Children may receive a mild sedative before the procedure to make them feel more comfortable, and to help them to remain still and quiet during the procedure, which may last 5 to 10 minutes.
Parents may be able to stay with their child in the CT scan room until he or she becomes sleepy, but are usually asked to wait in another area during the procedure to avoid exposure to unnecessary radiation.
The CT scanner is located in a large room. Your child lies on a narrow table that slides into a doughnut-shaped hole that’s part of the CT scanner.
Your child may have an intravenous (IV) line for contrast medication. The contrast medication may be injected prior to the procedure or during the procedure.
The CT technologist will be in an adjacent room where the equipment controls are located. However, they will be able to see your child through a large window and will be monitoring him or her constantly during the procedure. If your child is not sedated, he or she will be given a call bell device to let the staff know if he or she needs anything during the procedure. Speakers are located inside the scanner so that your child can hear instructions from the CT staff and they can hear your child respond.
Once the procedure begins, your child will need to remain very still at all times so that movement will not adversely affect the quality of the images. At intervals, he or she will be instructed to hold his or her breath, if possible, for a few seconds. He or she will then be told when to breathe. Your child should not have to hold his or her breath for longer than a few seconds, so this should not be uncomfortable. Young children who cannot hold still for the procedure will be given medication to help them relax or sleep during the CT scan.
If the CT scan is being done "with and without contrast," your child will receive contrast medication through an IV about halfway through the procedure.
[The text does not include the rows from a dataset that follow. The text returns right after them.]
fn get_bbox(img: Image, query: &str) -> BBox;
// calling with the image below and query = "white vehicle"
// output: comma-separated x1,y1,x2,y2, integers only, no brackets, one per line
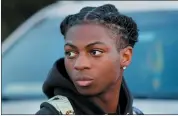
2,1,178,114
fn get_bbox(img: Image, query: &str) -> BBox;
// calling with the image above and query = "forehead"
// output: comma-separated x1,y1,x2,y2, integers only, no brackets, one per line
66,24,113,43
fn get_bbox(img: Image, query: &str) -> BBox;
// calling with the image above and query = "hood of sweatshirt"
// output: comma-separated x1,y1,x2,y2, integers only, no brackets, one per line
43,58,133,115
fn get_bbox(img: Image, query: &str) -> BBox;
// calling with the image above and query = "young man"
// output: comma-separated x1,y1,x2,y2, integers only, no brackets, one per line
36,4,142,115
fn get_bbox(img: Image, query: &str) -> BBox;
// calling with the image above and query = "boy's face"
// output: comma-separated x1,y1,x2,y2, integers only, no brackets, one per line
64,24,131,95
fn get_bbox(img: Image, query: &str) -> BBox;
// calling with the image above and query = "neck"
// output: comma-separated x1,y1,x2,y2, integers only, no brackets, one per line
92,78,122,113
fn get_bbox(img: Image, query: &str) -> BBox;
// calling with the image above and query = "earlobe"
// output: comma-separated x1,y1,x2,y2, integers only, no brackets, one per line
121,46,133,69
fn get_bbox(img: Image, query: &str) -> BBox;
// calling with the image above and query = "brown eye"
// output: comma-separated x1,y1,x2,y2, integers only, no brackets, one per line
91,50,103,56
65,51,77,58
He or she may feel warm or flushed just after the dye goes into the vein. This is a normal feeling and it will go away shortly.
Once the procedure is finished, the table will slide out of the scanner. If your child received medication for relaxation or sleep, he or she will be monitored until the medication wears off and he or she is awake again. If an IV was inserted, it will be taken out after the procedure is over and your child is awake.
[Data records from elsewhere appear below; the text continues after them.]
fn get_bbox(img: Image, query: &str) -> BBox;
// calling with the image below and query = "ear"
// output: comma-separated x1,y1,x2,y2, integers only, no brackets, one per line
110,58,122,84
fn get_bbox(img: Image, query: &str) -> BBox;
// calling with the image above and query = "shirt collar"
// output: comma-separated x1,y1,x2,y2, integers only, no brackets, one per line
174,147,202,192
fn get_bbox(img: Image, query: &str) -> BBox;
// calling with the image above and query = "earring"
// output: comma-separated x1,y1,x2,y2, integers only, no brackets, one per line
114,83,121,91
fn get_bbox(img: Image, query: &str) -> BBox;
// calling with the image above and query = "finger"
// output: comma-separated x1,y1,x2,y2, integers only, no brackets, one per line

You may be asked to wait for a short time while the radiologist reviews the scans to make sure they are clear and complete. If the scans are not sufficient to obtain adequate information, additional scanning may be done.
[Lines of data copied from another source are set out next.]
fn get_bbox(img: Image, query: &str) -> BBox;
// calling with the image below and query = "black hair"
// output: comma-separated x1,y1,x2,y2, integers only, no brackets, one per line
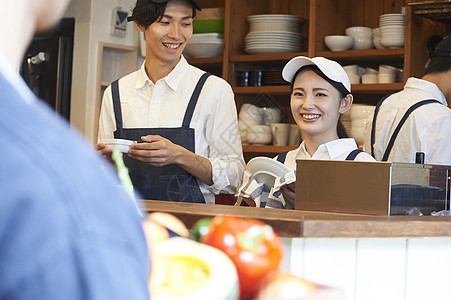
290,65,351,139
425,56,451,75
131,0,196,29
The test normally takes approximately 5 to 10 minutes, but you should plan on spending 30-60 minutes at the testing facility.
Without sedation, your child should be able to resume normal activities immediately, unless your child's doctor instructs you otherwise.
With sedation, your child may feel groggy, tired, or sleepy for a period of several hours after the procedure. However, the sedation effects should disappear within a day or so.
Depending on the results of the CT scan, additional tests or procedures may be scheduled to gather further diagnostic information.